Index of coincidence
Also known as : IC · IoC · Indice de coïncidence
The index of coincidence (often abbreviated IC or IoC) is a statistic that characterizes the “concentration” of the letter distribution in a text. Concretely, you compute the probability that two letters drawn at random from the text are identical. It’s a numerical fingerprint of the language (or absence of language) — and one of the most effective tools of classical cryptanalysis.
The formula
For a text of N characters where each letter i appears n_i times (over the 26-letter alphabet):
IC = Σ n_i × (n_i − 1) / (N × (N − 1)) The idea: n_i × (n_i − 1) counts the ordered pairs (without repetition) you can form from letter i. Summing over all letters gives the total number of identical pairs. Dividing by N × (N − 1) (the total number of possible pairs) gives the probability that a pair drawn at random contains two identical letters.
Three reference values
| Type of text | Typical IC |
|---|---|
| Uniformly random text (every letter equally likely) | ≈ 0.038 (= 1/26) |
| Plaintext English | ≈ 0.067 |
| Plaintext French | ≈ 0.074 |
| Plaintext German | ≈ 0.072 |
| Plaintext Italian | ≈ 0.074 |
| Vigenère with a long key | ≈ 0.038 to 0.045 |
| Caesar / Atbash / monoalphabetic substitution | same as plaintext (≈ 0.067 EN, 0.074 FR) |
These values aren’t magic: they follow directly from each language’s letter frequencies. A language where one letter strongly dominates (E in French) concentrates the identical pairs and raises the IC. A flat language (or a polyalphabetic cipher that flattens frequency) drives the IC back down toward the uniform value.

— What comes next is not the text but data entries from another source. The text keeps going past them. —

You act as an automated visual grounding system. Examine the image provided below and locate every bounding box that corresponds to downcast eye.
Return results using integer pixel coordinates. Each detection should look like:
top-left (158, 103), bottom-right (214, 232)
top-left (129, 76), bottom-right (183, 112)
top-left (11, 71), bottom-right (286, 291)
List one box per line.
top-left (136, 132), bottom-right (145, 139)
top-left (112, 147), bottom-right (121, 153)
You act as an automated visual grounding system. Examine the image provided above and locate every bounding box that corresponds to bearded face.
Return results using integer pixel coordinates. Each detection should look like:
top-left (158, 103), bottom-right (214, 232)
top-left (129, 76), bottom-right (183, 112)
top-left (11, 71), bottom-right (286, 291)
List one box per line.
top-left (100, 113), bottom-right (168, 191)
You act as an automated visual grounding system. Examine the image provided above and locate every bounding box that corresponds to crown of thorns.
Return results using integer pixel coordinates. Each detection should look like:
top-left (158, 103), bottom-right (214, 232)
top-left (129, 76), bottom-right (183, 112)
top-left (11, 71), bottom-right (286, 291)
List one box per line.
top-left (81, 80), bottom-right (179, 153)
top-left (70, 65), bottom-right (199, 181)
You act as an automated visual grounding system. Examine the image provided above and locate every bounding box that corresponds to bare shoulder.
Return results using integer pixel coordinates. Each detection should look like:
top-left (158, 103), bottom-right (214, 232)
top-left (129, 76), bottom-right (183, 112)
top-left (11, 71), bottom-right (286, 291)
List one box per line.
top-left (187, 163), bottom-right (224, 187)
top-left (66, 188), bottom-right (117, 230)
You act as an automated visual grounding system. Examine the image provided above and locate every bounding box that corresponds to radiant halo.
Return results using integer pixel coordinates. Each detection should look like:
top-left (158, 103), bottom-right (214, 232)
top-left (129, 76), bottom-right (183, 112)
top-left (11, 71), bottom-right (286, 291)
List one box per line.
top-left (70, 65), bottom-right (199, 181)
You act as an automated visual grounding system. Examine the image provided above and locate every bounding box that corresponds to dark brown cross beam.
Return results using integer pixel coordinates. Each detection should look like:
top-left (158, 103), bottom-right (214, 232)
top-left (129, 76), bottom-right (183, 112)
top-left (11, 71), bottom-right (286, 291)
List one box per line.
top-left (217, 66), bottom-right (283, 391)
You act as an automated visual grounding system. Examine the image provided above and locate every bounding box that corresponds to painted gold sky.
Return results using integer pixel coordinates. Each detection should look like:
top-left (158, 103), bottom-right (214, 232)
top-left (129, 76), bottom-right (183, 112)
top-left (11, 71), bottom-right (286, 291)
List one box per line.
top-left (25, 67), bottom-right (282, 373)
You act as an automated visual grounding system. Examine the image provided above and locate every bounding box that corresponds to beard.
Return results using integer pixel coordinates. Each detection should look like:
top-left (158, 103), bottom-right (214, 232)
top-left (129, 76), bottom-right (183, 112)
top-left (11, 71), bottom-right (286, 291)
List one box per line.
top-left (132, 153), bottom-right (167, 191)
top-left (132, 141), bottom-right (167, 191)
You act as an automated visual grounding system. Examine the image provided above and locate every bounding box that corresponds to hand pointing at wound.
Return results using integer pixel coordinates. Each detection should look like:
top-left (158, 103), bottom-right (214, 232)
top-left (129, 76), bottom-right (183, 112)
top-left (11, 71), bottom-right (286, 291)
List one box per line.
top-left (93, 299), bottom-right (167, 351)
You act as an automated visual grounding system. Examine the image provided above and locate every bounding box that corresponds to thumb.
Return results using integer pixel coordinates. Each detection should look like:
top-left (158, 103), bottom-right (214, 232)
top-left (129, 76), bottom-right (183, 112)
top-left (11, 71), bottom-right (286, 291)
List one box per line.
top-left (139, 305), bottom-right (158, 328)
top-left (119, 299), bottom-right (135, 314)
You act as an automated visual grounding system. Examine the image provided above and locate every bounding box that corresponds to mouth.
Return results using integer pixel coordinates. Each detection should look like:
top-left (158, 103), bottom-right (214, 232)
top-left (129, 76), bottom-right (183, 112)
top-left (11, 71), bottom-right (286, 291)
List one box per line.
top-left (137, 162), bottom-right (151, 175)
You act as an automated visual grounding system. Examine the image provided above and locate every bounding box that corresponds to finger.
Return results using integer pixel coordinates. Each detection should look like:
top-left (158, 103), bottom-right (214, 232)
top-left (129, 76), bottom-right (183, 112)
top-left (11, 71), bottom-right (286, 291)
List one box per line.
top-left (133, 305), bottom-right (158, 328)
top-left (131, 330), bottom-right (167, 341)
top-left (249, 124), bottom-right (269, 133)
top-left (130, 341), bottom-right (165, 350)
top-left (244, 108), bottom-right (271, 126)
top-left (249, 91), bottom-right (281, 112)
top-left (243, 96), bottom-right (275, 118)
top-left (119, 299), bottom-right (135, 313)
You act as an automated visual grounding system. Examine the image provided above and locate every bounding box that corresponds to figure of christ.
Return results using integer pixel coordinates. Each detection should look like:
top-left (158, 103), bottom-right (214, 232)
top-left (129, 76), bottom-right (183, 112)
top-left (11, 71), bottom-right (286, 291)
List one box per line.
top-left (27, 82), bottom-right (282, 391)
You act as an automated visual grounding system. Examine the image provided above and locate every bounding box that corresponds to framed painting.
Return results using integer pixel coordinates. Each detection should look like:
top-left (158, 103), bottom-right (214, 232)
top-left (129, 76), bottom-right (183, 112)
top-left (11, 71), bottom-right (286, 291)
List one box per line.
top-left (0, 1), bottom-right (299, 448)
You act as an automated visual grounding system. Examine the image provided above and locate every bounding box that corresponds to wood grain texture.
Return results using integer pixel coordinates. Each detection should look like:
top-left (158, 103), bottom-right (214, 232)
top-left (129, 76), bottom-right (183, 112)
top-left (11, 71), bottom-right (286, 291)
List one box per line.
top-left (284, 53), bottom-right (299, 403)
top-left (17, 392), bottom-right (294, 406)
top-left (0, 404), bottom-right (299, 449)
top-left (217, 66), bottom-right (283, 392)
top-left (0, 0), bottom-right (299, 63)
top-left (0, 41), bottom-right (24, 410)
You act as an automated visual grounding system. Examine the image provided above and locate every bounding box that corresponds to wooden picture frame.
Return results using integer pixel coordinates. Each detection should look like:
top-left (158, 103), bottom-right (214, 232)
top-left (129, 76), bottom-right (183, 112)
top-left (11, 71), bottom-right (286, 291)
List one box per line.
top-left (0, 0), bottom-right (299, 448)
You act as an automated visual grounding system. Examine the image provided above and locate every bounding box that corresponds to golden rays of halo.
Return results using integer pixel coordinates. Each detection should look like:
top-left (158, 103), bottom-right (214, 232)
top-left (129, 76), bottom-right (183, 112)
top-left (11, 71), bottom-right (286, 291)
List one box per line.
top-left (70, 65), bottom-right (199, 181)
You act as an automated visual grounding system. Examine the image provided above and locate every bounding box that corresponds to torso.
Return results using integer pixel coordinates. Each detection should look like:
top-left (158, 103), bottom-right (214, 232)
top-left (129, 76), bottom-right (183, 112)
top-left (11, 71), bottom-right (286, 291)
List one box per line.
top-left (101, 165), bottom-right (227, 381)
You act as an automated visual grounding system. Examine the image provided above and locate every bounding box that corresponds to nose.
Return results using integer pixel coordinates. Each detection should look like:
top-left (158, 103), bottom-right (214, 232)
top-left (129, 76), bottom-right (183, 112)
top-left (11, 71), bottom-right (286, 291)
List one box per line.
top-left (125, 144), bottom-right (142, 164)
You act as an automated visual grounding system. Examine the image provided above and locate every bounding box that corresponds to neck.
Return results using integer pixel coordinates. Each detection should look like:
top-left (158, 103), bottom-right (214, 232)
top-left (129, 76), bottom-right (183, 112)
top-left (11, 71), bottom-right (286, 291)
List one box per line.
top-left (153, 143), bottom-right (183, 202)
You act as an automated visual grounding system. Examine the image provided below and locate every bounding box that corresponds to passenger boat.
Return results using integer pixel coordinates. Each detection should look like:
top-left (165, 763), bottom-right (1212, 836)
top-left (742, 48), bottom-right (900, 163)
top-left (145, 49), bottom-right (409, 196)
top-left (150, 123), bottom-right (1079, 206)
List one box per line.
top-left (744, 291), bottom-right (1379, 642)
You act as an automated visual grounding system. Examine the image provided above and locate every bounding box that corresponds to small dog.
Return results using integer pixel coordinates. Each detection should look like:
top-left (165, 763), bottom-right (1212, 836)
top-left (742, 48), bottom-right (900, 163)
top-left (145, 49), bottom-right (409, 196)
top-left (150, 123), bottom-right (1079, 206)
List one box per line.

Use 1: monoalphabetic versus polyalphabetic
First classical use: faced with an unknown ciphertext, you measure the IC.
- IC ≈ 0.067 (English) or 0.074 (French) → probably a monoalphabetic cipher (Caesar, Atbash, substitution). Run frequency analysis.
- IC ≈ 0.04 → probably a polyalphabetic cipher (Vigenère, Beaufort) or a modern ciphertext. Direct frequency analysis won’t work; you must first determine the key length.
- IC ≈ 0.038 with apparently uniform random output → modern cipher (AES, ChaCha20) or OTP. Abandon classical cryptanalysis.
This measurement takes three lines of code and gives an immediate orientation.
Use 2: finding a Vigenère key length
Second use, more powerful. On Vigenère, the global IC is flat (~0.04). But if you take a sub-message by selecting one letter every k, that sub-message has been encrypted with a single key letter — i.e. a Caesar cipher. Its IC climbs back to the language’s value.
Procedure:
- For k = 1, 2, 3, … 20 (reasonably), take the ciphertext and extract every letter at positions
0, k, 2k, 3k, …. That gives the “first sub-message”. - Compute the IC of that sub-message.
- Repeat for all tested
k. - The
kvalue that yields IC ≈ 0.067 (EN) or 0.074 (FR) is most likely the key length.
This trick is what allowed William F. Friedman, at the NSA, to mechanize the cracking of Vigenère in the 1920s. Coupled with the Kasiski test, it reduces a cipher long deemed undecipherable to a puzzle of a few hours.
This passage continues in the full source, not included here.